Anna was taken completely by surprise. Whatever she had thought and feared, the possibility that Siamese was a police informer had not even occurred to her.

“No one knows,” Bloodhound continued. “And no one can ever know it, either. You have to promise that.”

“I . . . promise,” said Anna.

“I’m a fool not to be more careful,” Larry continued. “If you saw me, that means that anyone at all might have seen me.”

“Well, I—”

“Maybe it was luck,” Larry Bloodhound continued, casually lying to his friend. “After this I’ll just have to be more careful.”

And while Larry Bloodhound followed Anna Lynx out to the stairwell, he thought that it was true, anyway. He had to be more careful. But not just that. He would quit. Sooner or later it would have to happen, and today was just as good a day as tomorrow. Stop the lies, and stop the cocaine.

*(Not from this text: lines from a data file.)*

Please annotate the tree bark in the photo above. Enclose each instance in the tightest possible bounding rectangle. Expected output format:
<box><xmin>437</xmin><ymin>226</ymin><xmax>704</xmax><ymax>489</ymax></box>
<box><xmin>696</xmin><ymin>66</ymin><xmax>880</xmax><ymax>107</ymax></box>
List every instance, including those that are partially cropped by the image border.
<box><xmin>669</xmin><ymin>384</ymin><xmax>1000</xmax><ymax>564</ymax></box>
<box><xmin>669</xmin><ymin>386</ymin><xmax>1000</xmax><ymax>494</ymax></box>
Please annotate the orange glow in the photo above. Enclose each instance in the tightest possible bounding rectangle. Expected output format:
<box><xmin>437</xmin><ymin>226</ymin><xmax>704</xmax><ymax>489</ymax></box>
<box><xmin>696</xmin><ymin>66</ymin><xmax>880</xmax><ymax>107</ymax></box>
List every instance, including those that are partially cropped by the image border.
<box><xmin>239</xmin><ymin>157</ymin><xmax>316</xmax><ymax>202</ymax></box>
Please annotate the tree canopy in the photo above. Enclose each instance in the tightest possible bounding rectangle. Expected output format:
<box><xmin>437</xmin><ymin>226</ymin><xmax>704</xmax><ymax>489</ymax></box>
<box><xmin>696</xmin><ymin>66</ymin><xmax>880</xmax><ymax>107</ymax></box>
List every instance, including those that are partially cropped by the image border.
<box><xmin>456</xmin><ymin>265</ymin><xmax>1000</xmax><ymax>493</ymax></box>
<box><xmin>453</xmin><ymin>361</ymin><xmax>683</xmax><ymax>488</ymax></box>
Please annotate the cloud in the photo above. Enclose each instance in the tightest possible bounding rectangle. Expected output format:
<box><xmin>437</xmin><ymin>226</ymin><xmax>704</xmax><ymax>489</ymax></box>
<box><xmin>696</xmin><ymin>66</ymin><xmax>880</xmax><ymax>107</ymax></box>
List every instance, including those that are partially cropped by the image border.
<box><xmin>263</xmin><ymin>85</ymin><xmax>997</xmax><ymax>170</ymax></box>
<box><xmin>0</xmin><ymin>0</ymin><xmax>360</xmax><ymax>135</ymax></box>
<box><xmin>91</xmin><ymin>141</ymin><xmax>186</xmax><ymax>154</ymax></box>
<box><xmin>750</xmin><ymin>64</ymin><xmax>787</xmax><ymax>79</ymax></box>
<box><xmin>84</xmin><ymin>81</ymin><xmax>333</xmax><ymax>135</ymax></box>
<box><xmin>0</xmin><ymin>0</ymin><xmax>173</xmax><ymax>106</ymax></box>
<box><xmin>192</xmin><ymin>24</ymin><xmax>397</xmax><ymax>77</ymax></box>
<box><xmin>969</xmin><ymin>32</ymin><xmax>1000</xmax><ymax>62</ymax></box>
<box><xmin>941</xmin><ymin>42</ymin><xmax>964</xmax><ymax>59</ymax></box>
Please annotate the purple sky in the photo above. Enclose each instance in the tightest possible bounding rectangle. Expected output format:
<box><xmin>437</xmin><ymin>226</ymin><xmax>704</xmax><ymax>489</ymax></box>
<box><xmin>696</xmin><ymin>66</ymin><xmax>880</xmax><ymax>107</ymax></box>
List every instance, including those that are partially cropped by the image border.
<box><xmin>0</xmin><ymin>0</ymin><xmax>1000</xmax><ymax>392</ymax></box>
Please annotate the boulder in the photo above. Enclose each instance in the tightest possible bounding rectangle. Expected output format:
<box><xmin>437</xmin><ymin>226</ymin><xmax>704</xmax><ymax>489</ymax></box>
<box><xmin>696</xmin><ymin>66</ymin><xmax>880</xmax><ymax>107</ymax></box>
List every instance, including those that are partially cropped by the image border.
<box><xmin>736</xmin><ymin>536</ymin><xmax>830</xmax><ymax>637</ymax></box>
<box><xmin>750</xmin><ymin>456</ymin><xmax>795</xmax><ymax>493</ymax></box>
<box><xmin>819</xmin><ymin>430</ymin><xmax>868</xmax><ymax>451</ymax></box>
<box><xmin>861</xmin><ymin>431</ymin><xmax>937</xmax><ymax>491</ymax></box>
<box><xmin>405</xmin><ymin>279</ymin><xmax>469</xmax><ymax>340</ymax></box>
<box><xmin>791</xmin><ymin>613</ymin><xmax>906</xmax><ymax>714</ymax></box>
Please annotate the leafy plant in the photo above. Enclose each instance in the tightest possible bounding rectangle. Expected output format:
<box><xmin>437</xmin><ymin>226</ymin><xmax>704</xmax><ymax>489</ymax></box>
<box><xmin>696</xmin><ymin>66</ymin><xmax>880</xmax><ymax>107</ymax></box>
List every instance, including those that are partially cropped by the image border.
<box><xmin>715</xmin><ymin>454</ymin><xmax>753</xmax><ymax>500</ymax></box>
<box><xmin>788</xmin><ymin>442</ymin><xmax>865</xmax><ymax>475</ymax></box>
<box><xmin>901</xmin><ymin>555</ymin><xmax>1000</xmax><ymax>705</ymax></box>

As he closed the door he felt strong and self-confident.

I
gor Panda was running for his life. That’s how he experienced it. He tried to keep in the shadows, but some of the streetlights along Avinguda de Pedrables were functioning, and the unrelenting light sought out the fleeing panda. He heard the car at a distance, and he realized they could see him.

The street was empty; the streets were always empty in Yok. Panda was running as fast as he could, feeling the lactic acid on its way up through his legs. He was no athlete; he never had been. But the fear of what was about to happen gave him energy and strength beyond the usual.

Without slowing down, he twisted his head to see how far away the car was. Much too close. He ran, looking backward, and the impact was as unexpected as it was hard.

A mouse had come out from a small alley.

The two stuffed animals collided, falling in either direction on the sidewalk. Panda got to his feet and realized that the alley from which the mouse had come was too narrow for cars. He fled down it, hearing the sound of tires braking hard, hearing doors being opened and slammed again, and then a kind of whining sound, and he knew what that meant: the adders had roller skates on the tips of their tails.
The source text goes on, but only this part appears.